Hay, sin embargo, un momento más intenso, en el que María se sitúa, con toda su grandeza simbólica, como mujer de frontera. Es el momento de la cruz.
Aquel madero no sólo derribó el muro de separación que dividía a los hebreos de los paganos para hacer de los dos un único pueblo, sino que también reconcilió al hombre con Dios en la carne única de Cristo. La cruz representa, por tanto, la última línea de demarcación entre el cielo y la tierra. El confín, ahora transitable, entre el tiempo y la eternidad. La frontera suprema, a través de la cual, la historia humana entra en la divina y se convierte en la única historia de salvación.
Pues bien, María se encuentra junto a esta frontera. Y la inunda de lágrimas.
Santa María, mujer de frontera, nos sentimos fascinados de esta ubicación tuya que te ve, en la historia de la salvación, perennemente afirmada sobre las líneas del confín, preocupada siempre de unir y no de separar mundos diferentes que se confrontan.
Tú estás sobre las cumbres entre el Antiguo y el Nuevo Testamento.
Tú eres el horizonte que une los últimos rastros de la noche con los albores del día.
Tú eres la aurora que precede al Sol de justicia.
Tú eres la estrella de la mañana.
En ti, como leemos en la carta a los Gálatas, llega la «plenitud de los tiempos» en que Dios decide nacer «de una mujer».
Es decir, con tu persona concluye un proceso cronológico centrado en la justicia y madura otro centrado en la misericordia.
Santa María, mujer de frontera, gracias por tu ubicación junto a la cruz de Jesús. Izada fuera de la población, esa cruz sintetiza las periferias de la historia y es el símbolo de todas las marginaciones de la tierra, pero también es lugar de frontera, donde el futuro se introduce en el presente, anegándolo de esperanza. Es la esperanza que necesitamos.
Ponte, pues, a nuestro lado. Vivimos una época de transición.
Estamos viendo las piedras terminales de nuestras seculares civilizaciones.

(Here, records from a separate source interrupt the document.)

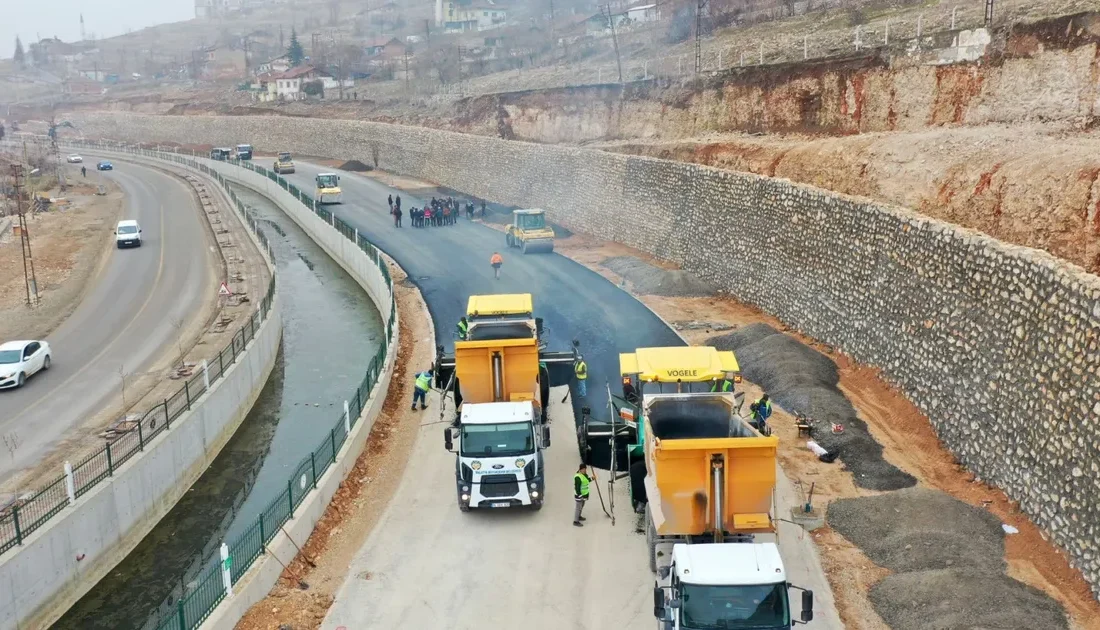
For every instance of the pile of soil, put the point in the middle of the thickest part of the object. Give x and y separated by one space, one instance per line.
803 380
355 166
947 560
649 280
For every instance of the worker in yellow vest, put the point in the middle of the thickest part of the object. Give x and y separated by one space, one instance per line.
581 369
581 481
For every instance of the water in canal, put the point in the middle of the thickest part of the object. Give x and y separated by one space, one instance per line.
330 332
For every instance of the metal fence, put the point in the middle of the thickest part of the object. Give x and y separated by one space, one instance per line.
34 508
216 581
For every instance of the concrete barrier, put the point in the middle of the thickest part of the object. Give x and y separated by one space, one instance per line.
261 577
58 563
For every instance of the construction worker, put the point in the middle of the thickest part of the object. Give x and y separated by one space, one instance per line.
420 390
581 481
581 369
725 385
761 411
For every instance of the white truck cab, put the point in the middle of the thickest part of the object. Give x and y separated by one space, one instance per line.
726 585
499 455
128 234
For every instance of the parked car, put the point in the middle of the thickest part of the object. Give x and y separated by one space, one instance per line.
128 234
20 360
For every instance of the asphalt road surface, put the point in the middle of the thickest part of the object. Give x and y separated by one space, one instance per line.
427 564
125 320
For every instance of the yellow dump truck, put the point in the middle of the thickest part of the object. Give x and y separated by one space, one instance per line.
498 376
529 232
704 482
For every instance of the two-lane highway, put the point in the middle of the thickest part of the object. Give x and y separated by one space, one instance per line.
127 320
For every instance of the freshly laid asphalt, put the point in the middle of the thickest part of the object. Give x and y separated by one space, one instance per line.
125 319
450 263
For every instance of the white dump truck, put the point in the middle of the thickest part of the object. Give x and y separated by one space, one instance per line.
499 455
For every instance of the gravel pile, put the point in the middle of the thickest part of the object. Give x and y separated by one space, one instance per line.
650 280
961 598
921 529
803 380
947 560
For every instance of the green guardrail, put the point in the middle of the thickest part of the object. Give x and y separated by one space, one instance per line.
216 581
34 508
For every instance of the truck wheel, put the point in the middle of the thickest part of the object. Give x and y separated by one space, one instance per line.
651 540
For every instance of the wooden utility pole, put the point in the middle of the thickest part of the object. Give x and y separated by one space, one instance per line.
24 236
611 21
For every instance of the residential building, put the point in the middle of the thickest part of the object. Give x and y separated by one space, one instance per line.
474 17
281 64
385 47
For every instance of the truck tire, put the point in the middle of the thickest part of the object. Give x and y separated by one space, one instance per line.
651 540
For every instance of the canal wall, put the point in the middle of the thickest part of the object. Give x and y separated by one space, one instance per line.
261 577
999 345
58 563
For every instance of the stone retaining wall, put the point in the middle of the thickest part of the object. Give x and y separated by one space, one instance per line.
999 345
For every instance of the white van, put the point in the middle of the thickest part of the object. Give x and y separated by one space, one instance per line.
128 234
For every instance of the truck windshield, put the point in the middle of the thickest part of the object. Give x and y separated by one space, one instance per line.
502 440
735 607
532 221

Apiñados en las encrucijadas, nos sentimos protagonistas de un dramático tránsito de época, casi de una era geológica a otra.
Las «cosas nuevas» con las que nos obligan a hacer cuentas las masas de los pobres, de los oprimidos, de los refugiados, de los hombres de color y de todos los que perturban nuestras viejas reglas del juego, nos hacen temblar.
Para defendernos de marroquíes y de negros, fortalecemos los cordones de seguridad. Total que, a pesar de tanta palabrería sobre nuestras panorámicas multirraciales, estamos más tentados de cerrar las fronteras que de abrirlas. Por eso te necesitamos, para que la esperanza prevalezca y no nos colapse un trágico «shock» del futuro.
Santa María, mujer de frontera, hay una expresión muy dulce con la que la antigua tradición cristiana, expresando esta ubicación tuya en los extremos confines de la tierra, te invoca, «puerta del cielo».
Así pues, en la hora de la muerte, como hiciste con Jesús, párate junto a nuestra soledad. Vigila nuestras agonías. No te vayas de nuestro lado.
Danos tu mano en la última línea que separa el destierro de la patria.
Porque, si tú estás en el límite decisivo de nuestra salvación, pasaremos la frontera. Aunque no tengamos pasaporte.